During 2016, the population rose in 18 countries. The largest relative rise was in Luxembourg (+19.8 per 1 000 residents), ahead of Sweden (+14.5%), Malta (+13.8%), Ireland (+10.6%), Austria (+9.5%), Germany and Cyprus (both +7.6%), Denmark (+7.2%), the United Kingdom (+6.5%) and the Netherlands (+6.0%), In contrast, the largest fall was in Lithuania (-14.2%), followed by Latvia (-9.6%), Croatia (-8.7%), Bulgaria (-7.3%) and Romania (-6.2%).
In total, the population of the EU increased by 1.5m people (+3.0%) during the year 2016.
Eurostat said that the EU-28 grew from 406.7m in 1960 to 511.8m in 2017, an increase of 105.1m people (see chart).
The rate of population growth has slowed gradually in recent decades: for example, the EU-28’s population increased, on average, by about 1.5m persons per year during the period 2005–17, compared with an average increase of around 3.3m persons per year during the 1960s.
The Economist reports that in “1950, four of the world’s ten most populous states were in western Europe alone. But decades of falling birth rates have resulted in slower population growth in Europe than in other regions. By 2017, Europe’s most populous country, Germany, ranked just 16th globally. The continent’s birth rate is now so low that the total population in many European countries has begun to decline.”
According to Eurostat by 2050, only Ireland, France, Norway and Britain would see their populations rise without migration.

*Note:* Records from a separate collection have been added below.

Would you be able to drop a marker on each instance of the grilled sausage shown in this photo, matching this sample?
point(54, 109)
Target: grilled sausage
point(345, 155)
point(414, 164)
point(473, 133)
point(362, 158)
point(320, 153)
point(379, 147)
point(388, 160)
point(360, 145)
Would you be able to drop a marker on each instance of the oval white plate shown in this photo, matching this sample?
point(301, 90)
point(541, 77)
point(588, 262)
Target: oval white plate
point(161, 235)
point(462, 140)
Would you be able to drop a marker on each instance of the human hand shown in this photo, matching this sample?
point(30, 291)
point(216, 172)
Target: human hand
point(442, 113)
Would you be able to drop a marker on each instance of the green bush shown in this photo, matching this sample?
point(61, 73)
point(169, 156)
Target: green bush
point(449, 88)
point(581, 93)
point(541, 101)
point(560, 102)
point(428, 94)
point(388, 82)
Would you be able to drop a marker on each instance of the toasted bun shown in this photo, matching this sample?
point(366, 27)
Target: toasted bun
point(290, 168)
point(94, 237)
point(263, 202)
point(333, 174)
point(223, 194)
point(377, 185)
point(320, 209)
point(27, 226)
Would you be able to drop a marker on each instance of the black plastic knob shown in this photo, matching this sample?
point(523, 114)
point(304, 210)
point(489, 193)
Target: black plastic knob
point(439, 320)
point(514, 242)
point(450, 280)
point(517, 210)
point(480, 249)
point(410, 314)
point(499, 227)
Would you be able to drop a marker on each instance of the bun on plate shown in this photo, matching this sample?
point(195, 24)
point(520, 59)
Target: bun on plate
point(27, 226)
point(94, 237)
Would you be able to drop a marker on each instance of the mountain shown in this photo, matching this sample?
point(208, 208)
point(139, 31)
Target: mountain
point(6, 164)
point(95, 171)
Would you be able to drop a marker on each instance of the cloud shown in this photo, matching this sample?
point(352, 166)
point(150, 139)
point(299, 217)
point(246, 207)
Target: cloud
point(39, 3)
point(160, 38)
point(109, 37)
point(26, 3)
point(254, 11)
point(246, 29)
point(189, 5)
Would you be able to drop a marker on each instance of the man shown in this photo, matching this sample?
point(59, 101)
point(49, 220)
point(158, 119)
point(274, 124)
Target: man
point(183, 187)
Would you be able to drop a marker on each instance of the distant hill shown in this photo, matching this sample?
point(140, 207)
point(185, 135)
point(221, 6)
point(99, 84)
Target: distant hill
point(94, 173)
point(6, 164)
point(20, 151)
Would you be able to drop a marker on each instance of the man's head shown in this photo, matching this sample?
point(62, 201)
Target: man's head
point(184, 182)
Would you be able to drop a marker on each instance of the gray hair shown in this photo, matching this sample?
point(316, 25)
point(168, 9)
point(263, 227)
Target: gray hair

In contrast, Germany and Italy without migration would have declines of 18% and 16%. And even if migration does continue, Eurostat’s central forecast is that Germany will still only just about maintain its current population of 82.8m.
In EUROPOP2015 the EU-28’s population is projected to increase to a peak of 528.6m around 2050 and thereafter gradually decline to 518.8m by 2080.
By 2080 there will only be two persons of working-age for each elderly person.
Eastern European migration may have peaked
The Economist also comments that before the UK opened its borders and job market to the citizens of 8 eastern European countries in 2004, its Office for National Statistics forecast that 5,000-13,000 migrants would come each year. “In the end, in the first decade, 1.5m arrived, in what by some measures was the single biggest inflow of people in Britain’s history. Poles are now the country’s largest foreign-born community. And a new generation is blooming: last year Polish-born mothers gave birth to 22,382 babies in England and Wales, more than any other foreign group.”
However, net migration from the EU8 countries has fallen close to zero. “In the year to March 2017, some 52,000 EU8 citizens arrived in Britain, 25% fewer than in the previous 12 months. At the same time 46,000 left, 59% more than before. Migrants continue to come from Romania and Bulgaria (known as the EU2), but the pace is slowing. Over the same period, 59,000 arrived in Britain, a drop of 14%, while 16,000 left, an increase of 100%."